İnsan nefsini en fazla zorlayan ve ağır gelen şey, dinin emir ve yasaklarına riayet etmektir. Dini hükümler hayatın her alanında insanla beraberdir ve sürekli olarak onu yönlendirmektedir. Müslüman, hayatını dinî hükümlere göre düzenlemek zorundadır. Bu gelip geçici sıkıntılar gibi değil, sürekli sabır gerektiren bir durumdur. Dolayısıyla itaat ve ibadetler için gösterilen sabır, sabırların en çetini ve sıddıkların sabrı diye nitelendirilmiştir. (Feyruzâbadi, Besâirü’t-Temyiz, 3/377)

İtaat ve ibadet hususunda güzelce sabır uygulamalarını şu şekilde özetlemek mümkündür:

  • Her şeyden önce itaat ve ibadetleri tembellik, gösteriş ve riyadan uzak ve çıkar gözetmeden yapmaktır. Kur’an-ı Kerim’de mealen buyrulur ki: "Onlar (münafıklar) namaza kalktıkları zaman üşenerek kalkarlar, insanlara gösteriş yaparlar, Allah’ı da pek az hatıra getirirler." (Nisâ 142) ve "Onlar namazlarını ciddiye almazlar. Onlar gösteriş yapanlardır; hayra da mani olurlar.’’ (Mâûn 5-7)
  • Güzelce sabrın bir uygulaması da yapılan ameli gözünde büyütmemek ve amelden dolayı kişide nefs, kendine güven, kendini beğenme, kibir gibi kalp hastalıklarını önlemektir. Zira bu tür hastalıklar, yapılan amelin edilmesine engel olduğu gibi, Allah muhafaza, sahibini dünya ve ahirette hüsrana sürükler.

İblis, kendini beğenip Âdem aleyhisselâma haset etti, üstünlük tasladı, Allah Tealâ’nın emrine karşı geldi ve lanetlendi. Karun ise servetine güvenip böbürlendiği için cezalandırıldı. Kur’an’ı Kerim’de mealen şöyle geçer: "Yalnız İblis secde etmedi. O büyüklük tasladı ve kâfirlerden oldu." (Sâd 74)

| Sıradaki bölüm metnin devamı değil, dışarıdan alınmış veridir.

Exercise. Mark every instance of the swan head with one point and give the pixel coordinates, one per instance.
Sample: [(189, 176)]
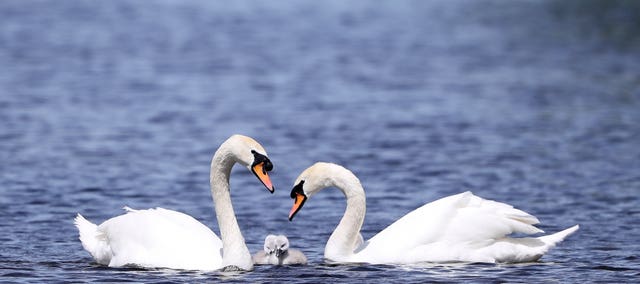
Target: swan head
[(315, 178), (249, 153)]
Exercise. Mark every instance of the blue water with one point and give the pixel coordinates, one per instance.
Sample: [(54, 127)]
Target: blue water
[(111, 103)]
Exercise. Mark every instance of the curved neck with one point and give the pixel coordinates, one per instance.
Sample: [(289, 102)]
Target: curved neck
[(346, 237), (234, 249)]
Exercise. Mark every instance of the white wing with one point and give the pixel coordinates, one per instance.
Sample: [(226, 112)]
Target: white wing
[(153, 238), (460, 227)]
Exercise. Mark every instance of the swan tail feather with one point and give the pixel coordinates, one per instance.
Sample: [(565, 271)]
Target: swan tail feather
[(92, 240), (553, 239)]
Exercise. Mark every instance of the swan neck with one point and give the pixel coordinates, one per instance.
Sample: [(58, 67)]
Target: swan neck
[(234, 249), (345, 238)]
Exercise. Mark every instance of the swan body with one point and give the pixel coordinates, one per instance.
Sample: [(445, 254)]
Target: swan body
[(277, 252), (457, 228), (170, 239)]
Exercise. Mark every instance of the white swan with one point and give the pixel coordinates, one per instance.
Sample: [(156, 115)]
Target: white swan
[(169, 239), (461, 227), (277, 252)]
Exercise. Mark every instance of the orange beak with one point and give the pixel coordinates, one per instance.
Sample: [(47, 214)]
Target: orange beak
[(262, 175), (297, 204)]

Kendini beğenmek ve amele güvenip böbürlenmenin bir sonucu da dünya hayatında sıkıntılara maruz kalmaktır. Tıpkı Huneyn savaşında sayıca üstünlüğüne güvenen müslümanların düştükleri sıkıntı gibi. Cenab-ı Hakk’ın beyanı mealen şöyledir: "Hani, çokluğunuz size kendinizi beğendirmiş, fakat hiçbir yarar sağlamamış, yeryüzü bütün genişliğine rağmen size dar gelmişti." (Tevbe 25)

Keza, yapılan amelin karşılığını yalnız Allah Tealâ’dan beklemek de güzelce sabır sayılır. Dünyalık bir beklenti uğruna yapılan ameller geçerliliği kaybeder. Üstelik bu tür beklentiler gizli şirk sayıldığından sahibini gü-naha batırır. Yüce Allah, Kur’an-ı Kerim’de mealen şöyle buyurmaktadır: "Rabbine kavuşmayı dileyen sâlih amel işlesin ve Rabbine ibadette hiç kimseyi ortak koşmasın." (Kehf 110)

Konu ile ilgili şöyle bir hadis-i şerif rivayet edilir: Ebu Hüreyre radıyallahu anh buyurdular: Adamın biri Allah Rasulü sallallahu aleyhi veselleme şu soruyu sordu: – Ya Rasulullah, bir kimse dünyalık elde etmek için Allah yolunda cihat yapmak istese ne olur? Hz. Peygamber sallallahu aleyhi vesellem; – Yaptığının Allah indinde hiç bir karşılığı (sevabı) yoktur, buyurdular. Adam denileni yaptı ve soruyu ikinci kez sordu, ama aynı cevabı aldı. Üçüncü kez sordurduklarında Rasulullah sallallahu aleyhi vesellem adama yine şu cevabı verdi: – Yaptığının Allah indinde hiç bir karşılığı (sevabı) yoktur. (Ebu Davud, Sünen, el-Cihad, 3/14; Ahmed b. Hanbel, Müsned, 2/290)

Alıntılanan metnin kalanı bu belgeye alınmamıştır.